If it was a wedding photograph he wanted, he'd have to ask Christine now, although Mary doubted she had any left, either. She saw him swallow.
"Er, he needs a picture of me at ten years old for a project. Don't ask me why. I'm just doing what I'm told."
"Do you not mean Christopher?"
"No, Billy."
"It's Christopher who is ten, Cathal, not Billy."
"I know that, Mother. Jaysus, I know the ages of my own kids, for God's sake. I don't know what he wants it for and I don't get many opportunities to ask, do I?"
"You apologize now," Mrs. O'Connor told him quietly, moving back to her teapot.
"Sorry."
"I should think so, too, but you know, we've both made a mistake. Christopher turned eleven last September."
"So he did." Cathal felt as if he knew every single detail of that year.
"Ah, it's lovely that the boy's in touch, Cathal. Lovely that he asks his daddy to help him. All's not lost when a boy turns to his father like that."
Cathal nodded. "I'm sorry. I don't want to be angry."
"I know you don't. Bring a few books over here and let's see what we can find.
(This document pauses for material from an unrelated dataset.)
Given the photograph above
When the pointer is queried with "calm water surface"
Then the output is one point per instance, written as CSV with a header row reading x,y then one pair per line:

You'll be wanting 1970."
They sat together on the horsehair sofa that had seen three separate upholsterer shops since 1950, and let their lives wash over them. There was something recuperative for Cathal in seeing his birthday cakes displayed religiously each year, plate gently propped on the very same table that his mother had just put a tin of homemade shortbread on. Five children, a cake a year for eighteen years. That made ninety cakes his mother must have baked and iced, and he'd bet he could find photographs of half of them. Food featured heavily in the O'Connor albums, and with every flick of a page he saw himself take shape. Fat baby, chubby kid, paunchy man.
"You fed me too much," he said. "No wonder I've got this." He patted his tummy through his blue cotton work shirt.
"Since when did I feed you pints of porter? It'll be the drink that's giving you that, not your mother's baking. But you take after me rather than your father, and there's nothing wrong with being cuddly."
"Not that anyone is putting that to the test at the moment."
"No?"
"No."
"You miss your boys, don't you?"
"Don't worry. We'll all get together soon, I'm sure."
"The trouble is," she said a bit wistfully, "that we all think we have time."
She patted his leg and he picked up the album he'd taken out first. Then she placed her hand lightly on his cuff.
"Don't go too fast, Cathal."
"You turn the pages then."
"That's Bessie's wedding. Would you look at me! What ever made me think I looked all right wearing something so short?"
"That dress was all right. Very soft, as I recall."
"There's quite a bit of it in the quilt in Maeve's room. Billy used to stroke it as a baby, do ye remember?"
Cathal nodded. He wanted, for a split second, to cry.
"That's our Limerick holiday," Mary said quickly. "That wee girl wouldn't leave you alone, said she was going to marry you."
"Did you keep her address?"
But the joke disappeared into thin air. A loose cardboard frame fell onto his lap, face down. As he turned it over, his stomach went with it.
It was Maya. There she was. Not sitting on the stairs at Bodinnick, but upright on a plain chair with a blue cloth background. In a striped tie. With his own face. Wearing his own school sweater.
"Would you look at you," his mother said fondly, but Cathal had momentarily lost the power of speech. The snap of Maya in his wallet started to burn a hole through the cotton of his shirt and the wool of his sweater, the mix of his suit.